1. **Clone & Setup**: `git clone https://github.com/tdlabs-ai/tanml.git`
2. **Environment**: `python -m venv .venv && source .venv/bin/activate`
3. **Install**: `pip install -e .[dev]`
4. **Test**: `pytest`

---

## License & Citation

**License:** MIT. See [LICENSE](https://github.com/tdlabs-ai/tanml/blob/main/LICENSE).  
SPDX-License-Identifier: MIT

© 2025 Tanmay Sah and Dolly Sah.
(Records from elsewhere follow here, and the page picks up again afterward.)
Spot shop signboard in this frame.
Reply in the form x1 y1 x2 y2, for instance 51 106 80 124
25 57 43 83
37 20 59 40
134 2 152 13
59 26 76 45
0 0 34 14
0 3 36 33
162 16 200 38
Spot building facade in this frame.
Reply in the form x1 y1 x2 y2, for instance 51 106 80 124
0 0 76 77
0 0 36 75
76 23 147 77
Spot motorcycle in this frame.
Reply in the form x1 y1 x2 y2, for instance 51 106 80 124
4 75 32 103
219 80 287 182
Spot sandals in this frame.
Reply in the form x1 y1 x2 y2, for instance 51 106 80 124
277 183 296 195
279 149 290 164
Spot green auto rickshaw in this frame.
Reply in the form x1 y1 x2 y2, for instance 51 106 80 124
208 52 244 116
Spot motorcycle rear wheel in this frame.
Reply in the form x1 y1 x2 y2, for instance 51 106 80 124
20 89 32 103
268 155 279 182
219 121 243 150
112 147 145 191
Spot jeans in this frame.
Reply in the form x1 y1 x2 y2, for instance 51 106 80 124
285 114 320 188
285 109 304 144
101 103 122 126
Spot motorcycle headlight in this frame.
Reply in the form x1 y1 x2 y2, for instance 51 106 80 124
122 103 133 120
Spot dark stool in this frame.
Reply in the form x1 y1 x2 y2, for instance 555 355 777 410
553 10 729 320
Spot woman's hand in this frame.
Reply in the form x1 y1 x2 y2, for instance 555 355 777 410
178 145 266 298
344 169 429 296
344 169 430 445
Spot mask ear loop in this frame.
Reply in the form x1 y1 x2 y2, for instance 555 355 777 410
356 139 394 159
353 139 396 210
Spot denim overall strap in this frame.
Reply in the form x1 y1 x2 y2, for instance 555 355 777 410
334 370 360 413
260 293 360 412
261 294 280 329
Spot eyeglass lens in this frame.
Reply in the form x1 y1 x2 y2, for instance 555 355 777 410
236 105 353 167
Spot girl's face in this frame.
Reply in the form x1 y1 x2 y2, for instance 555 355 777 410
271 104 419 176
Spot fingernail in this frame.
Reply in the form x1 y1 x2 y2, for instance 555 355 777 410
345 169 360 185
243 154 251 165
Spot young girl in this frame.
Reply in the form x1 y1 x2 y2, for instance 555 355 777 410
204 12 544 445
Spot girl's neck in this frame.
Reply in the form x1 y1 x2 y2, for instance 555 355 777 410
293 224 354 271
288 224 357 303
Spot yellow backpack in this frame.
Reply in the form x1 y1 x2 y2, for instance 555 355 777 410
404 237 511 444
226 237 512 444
You may use, modify, and distribute this software with appropriate attribution.

### How to cite

If TanML helps your work or publications, please cite:

> Sah, T., & Sah, D. (2025). *TanML: Automated Model Validation Toolkit for Tabular Machine Learning Models* [Software]. Zenodo. [https://doi.org/10.5281/zenodo.17317165](https://doi.org/10.5281/zenodo.17317165)

Or in BibTeX (version-agnostic):

```bibtex
@software{tanml_2026,
  author       = {Sah, Tanmay and Sah, Dolly},
  title        = {TanML: Automated Model Validation Toolkit for Tabular Machine Learning Models},
  year         = {2026},
  publisher    = {Zenodo},
  doi          = {10.5281/zenodo.17317165},
  url          = {https://doi.org/10.5281/zenodo.17317165},
  license      = {MIT}
}
```

A machine-readable citation file (`CITATION.cff`) is included for citation tools and GitHub’s “Cite this repository” button.

---

## AI Disclosure

Portions of this codebase (including tests, documentation, and the data_loader module) were refactored and generated with the assistance of Large Language Models (LLMs). All AI-generated contributions have been reviewed and verified by the human maintainers.